To answer this question, we investigated whether there are age-related differences in decision making based on reward predictions learned with counterfactual outcomes, and tested if behavioral differences reflect age-altered functioning of the underlying neural system using a model-based fMRI experimental design. The strategic sequential investment task (SSIT; Tobia et al., 2014) was designed to investigate the effects of counterfactual consequences on action-specific value learning within a modified Q-learning computational framework (Watkins & Dayan, 1992) and a model-based fMRI experimental design (Borst & Anderson, 2013; Gläscher & O’Doherty, 2010). During the task, there is an event dedicated to presenting counterfactual outcome information explicitly to the participants, similar to the presentation of a reward from which reward prediction errors can be computed. Thus, the SSIT encourages participants to utilize counterfactual rewards when learning to decide on the basis of reward predictions. Previous research utilizing the SSIT in a model-based fMRI experimental design (Tobia et al., 2014) demonstrated that young adults who successfully exploited their knowledge (i.e., accrued more reward) weighted counterfactual gains less, and weighted counterfactual losses more, than poorly performing participants. The counterfactual Q-learning model (FPEQ) parameters for expected value and prediction error were correlated with neural activity in the vmPFC and striatum, respectively, which is consistent with previous model-based fMRI research (Gläscher et al., 2009; Hare et al., 2008; McCLure et al., 2004; O’Doherty, 2004). These findings show that the SSIT-FPEQ model-based fMRI paradigm is sensitive to the effects of disparate counterfactual valuation strategies, and it relates to the fronto-striatal circuit previously implicated in reward prediction and prediction error processing. Thus, the SSIT-FPEQ model-based fMRI paradigm is well-suited to investigate age group differences in learning from standard reward prediction errors and FPEs, and neural activity of the fronto-striatal value learning system.

Method

Participants

Nineteen healthy elderly adults, ages 65 to 80 years, were recruited from the community to participate in the experiment. They were carefully screened by a clinical neuropsychologist for mental health impairments using German tests for dementia and fluid intelligence (CERAD and the Leistungsprüfsystem Subtest 3 and 4). Initial screening of participants was done with the German version of the Consortium to Establish a Registry on Alzheimer’s Disease–Neuropsychological Assessment Battery (CERAD-NAB; Thalmann et al., 2000). The total score was computed according to Chandler et al. (2005), and only participants were included that scored above Chandler’s cut-off score of 85.11 (our sample: M = 87.9, SD = 4.8, range 86–94). In addition, participants were screened for fluid intelligence using Subtests 3 and 4 of the German intelligence test “Leistungsprüfsystem” with a cut-off of z < -1.0 (LPS; Kreuzpointner, Lukesch, & Horn, 2013). The mean z scores of our sample was for LPS 3 = 0.71 (SD = 0.9, range -0.7–2.1) and for LPS 4, mean = 1.1, SD = 0.5, range 0.4–1.8). Individuals meeting criteria for depression were excluded, using the German version of the BDI (Hautzinger et al., 1995), and a cutoff of 11 (our sample mean 3.3, SD = 2.7, range 0–10). The final sample consisted of 19 elderly subjects the mean age 66.4 (SD = 5.0, range 61–78, 13 male).
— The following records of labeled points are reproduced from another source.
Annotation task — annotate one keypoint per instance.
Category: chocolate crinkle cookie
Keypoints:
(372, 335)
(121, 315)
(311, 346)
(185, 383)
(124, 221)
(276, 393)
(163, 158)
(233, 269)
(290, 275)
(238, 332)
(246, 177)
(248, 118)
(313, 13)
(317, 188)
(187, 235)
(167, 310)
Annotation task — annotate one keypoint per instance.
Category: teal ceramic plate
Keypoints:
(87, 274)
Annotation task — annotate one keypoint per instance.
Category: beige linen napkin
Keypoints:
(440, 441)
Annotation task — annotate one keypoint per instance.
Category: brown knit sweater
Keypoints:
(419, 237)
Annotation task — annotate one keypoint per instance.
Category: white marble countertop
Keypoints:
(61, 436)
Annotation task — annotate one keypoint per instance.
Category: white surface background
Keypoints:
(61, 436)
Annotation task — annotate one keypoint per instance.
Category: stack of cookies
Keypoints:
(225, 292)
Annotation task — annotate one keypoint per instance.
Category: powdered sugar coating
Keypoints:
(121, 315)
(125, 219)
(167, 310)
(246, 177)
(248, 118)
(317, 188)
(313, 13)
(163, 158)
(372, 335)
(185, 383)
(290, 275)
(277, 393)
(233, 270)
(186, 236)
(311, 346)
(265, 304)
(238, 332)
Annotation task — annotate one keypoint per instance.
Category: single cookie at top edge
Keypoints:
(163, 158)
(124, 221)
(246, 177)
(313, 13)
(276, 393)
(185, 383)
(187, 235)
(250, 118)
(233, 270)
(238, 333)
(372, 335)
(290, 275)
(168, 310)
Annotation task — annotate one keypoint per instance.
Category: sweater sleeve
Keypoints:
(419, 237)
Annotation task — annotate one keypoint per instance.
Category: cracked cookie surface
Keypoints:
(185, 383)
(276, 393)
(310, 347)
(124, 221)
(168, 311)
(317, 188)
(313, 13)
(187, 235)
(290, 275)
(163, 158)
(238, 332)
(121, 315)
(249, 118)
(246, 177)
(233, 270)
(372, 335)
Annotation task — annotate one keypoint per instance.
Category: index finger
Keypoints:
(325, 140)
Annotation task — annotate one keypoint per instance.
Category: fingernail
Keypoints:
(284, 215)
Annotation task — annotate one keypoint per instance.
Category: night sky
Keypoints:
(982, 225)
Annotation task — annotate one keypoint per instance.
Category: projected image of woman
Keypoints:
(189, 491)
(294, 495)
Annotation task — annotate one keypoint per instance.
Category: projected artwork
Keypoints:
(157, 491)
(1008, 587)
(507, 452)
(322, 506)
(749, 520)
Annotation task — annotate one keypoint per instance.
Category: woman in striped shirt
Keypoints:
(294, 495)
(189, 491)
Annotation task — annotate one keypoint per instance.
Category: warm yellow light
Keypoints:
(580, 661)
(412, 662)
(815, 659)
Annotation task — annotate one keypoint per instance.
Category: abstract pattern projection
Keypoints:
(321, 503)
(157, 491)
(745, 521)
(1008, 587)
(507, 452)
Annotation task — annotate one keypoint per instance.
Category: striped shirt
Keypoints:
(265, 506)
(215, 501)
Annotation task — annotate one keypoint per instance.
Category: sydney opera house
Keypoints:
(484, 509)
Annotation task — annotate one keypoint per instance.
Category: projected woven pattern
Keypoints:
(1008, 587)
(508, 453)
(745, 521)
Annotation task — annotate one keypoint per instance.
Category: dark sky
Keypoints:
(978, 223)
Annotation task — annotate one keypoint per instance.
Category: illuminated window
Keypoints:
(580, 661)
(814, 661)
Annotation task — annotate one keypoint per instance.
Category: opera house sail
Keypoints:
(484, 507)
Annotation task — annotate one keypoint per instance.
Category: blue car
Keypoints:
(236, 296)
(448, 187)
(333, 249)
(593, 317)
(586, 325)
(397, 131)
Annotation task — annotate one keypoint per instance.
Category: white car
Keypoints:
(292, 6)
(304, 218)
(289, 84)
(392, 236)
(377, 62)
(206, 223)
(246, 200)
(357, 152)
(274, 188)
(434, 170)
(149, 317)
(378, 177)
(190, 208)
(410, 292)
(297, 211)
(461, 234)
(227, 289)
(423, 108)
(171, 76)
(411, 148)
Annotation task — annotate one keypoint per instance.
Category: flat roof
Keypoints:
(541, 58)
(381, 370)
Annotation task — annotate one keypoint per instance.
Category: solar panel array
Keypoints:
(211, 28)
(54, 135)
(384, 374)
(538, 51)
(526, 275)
Data from 30 healthy young adult males (M = 23.7 years, SD = 2.9, range 18–30 years) from a previous study (placebo group of Tobia et al., 2014) were used for age comparisons in this study. In the previous study we used a dietary depletion design to reduce dopamine and serotonin levels. The depletion might affect transmitter levels differentially in males and females, which could add noise to the data. Therefore, we included only male participants. In the current study, we included females in the elderly group because we did not expect any differential effects of counterfactual processing between sexes. All protocols were approved by the ethics committee of the medical association of Hamburg, and carried out in accord with the Declaration of Helsinki.

Strategic sequential investment task (SSIT)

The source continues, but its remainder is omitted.